Côté conduite, l’UX 250h correspond plutôt à un comportement coulé, même si les fonctions sport et sport+ sont disponibles. Elles ne sont pas inutiles, aidant pour quelques situations nécessitant de s’assurer le service de toute la cavalerie sans délai. La vélocité annoncée sur le papier pour accélérer de 0 à 100 km/h (8,5 secondes) n’est pas ressentie à bord. Les trains roulants assurent un bon guidage, un bon confort et un bon filtrage. A noter le train arrière à bras multiples, ici au nombre de quatre, technologie restant un cran au-dessus par rapport aux essieux en H, pourvu que l’ensemble soit bien réglé. La vision vers l’extérieur est quelque peu tronquée, la ceinture de caisse étant haute et l’espace vitré peu important, surtout vers l’arrière latéral. LEXUS a pensé à équiper son UX de systèmes de détection et caméras périmètriques, mais cela ne remplace pas totalement la perception directe. La carrosserie est exposée, n’étant pas pourvue de protections latérales au niveau des portières. Les manœuvres de recul ou de stationnement demandent donc une attention particulière. En conduite de nuit, le combiné tri-LED assure bien son rôle, que ce soit pour les faisceaux de croisement ou de route. Pour finir, un constat qui tend à se développer : sous la voiture, l’ensemble des éléments est bien caréné, les assemblages sont de bonne facture. Un petit bémol tout de même, la patte de maintien de la biellette d’assiette sur le bras inférieur arrière gauche n’est pas très rigide, ce qui peut générer une déviation de la fonction dans le temps. Cette fonction intervient dans la correction automatique de hauteur des phares en fonction de la charge.

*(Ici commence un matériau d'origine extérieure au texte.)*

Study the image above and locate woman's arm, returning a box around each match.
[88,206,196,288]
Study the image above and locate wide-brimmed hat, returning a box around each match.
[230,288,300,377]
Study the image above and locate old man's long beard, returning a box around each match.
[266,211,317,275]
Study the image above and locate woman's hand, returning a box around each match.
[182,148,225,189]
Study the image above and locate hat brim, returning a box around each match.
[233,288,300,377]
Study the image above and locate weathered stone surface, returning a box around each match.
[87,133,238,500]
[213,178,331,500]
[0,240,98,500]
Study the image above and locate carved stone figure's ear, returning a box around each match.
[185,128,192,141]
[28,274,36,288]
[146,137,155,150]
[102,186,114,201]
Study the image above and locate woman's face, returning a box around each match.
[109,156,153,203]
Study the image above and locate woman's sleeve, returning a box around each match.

L'UX 250h F-Sport tient sa place dans la gamme LEXUS, ainsi que face à la concurrence, hors prise en compte de l’hybridation. Sans être un véhicule exceptionnel, il regroupe le savoir-faire LEXUS dans un véhicule compact, un peu surélevé et cossu. Les fidèles de la marque y retrouveront leurs codes. Le tarif peut paraître un peu élevé, avec pratiquement 46.000 € sans pack, ni option, mais il y a peu de concurrence en hybride sur ce segment ayant l’expérience du groupe TOYOTA sur le sujet. La course au gain de consommation stagne quelque peu, ne sortant pas de la fourchette des cinq à six litres pour cent kilomètres en utilisation réelle, ce qui est quand même appréciable. Il reste qu’avec sept chevaux fiscaux, le tarif de carte grise est très maîtrisé.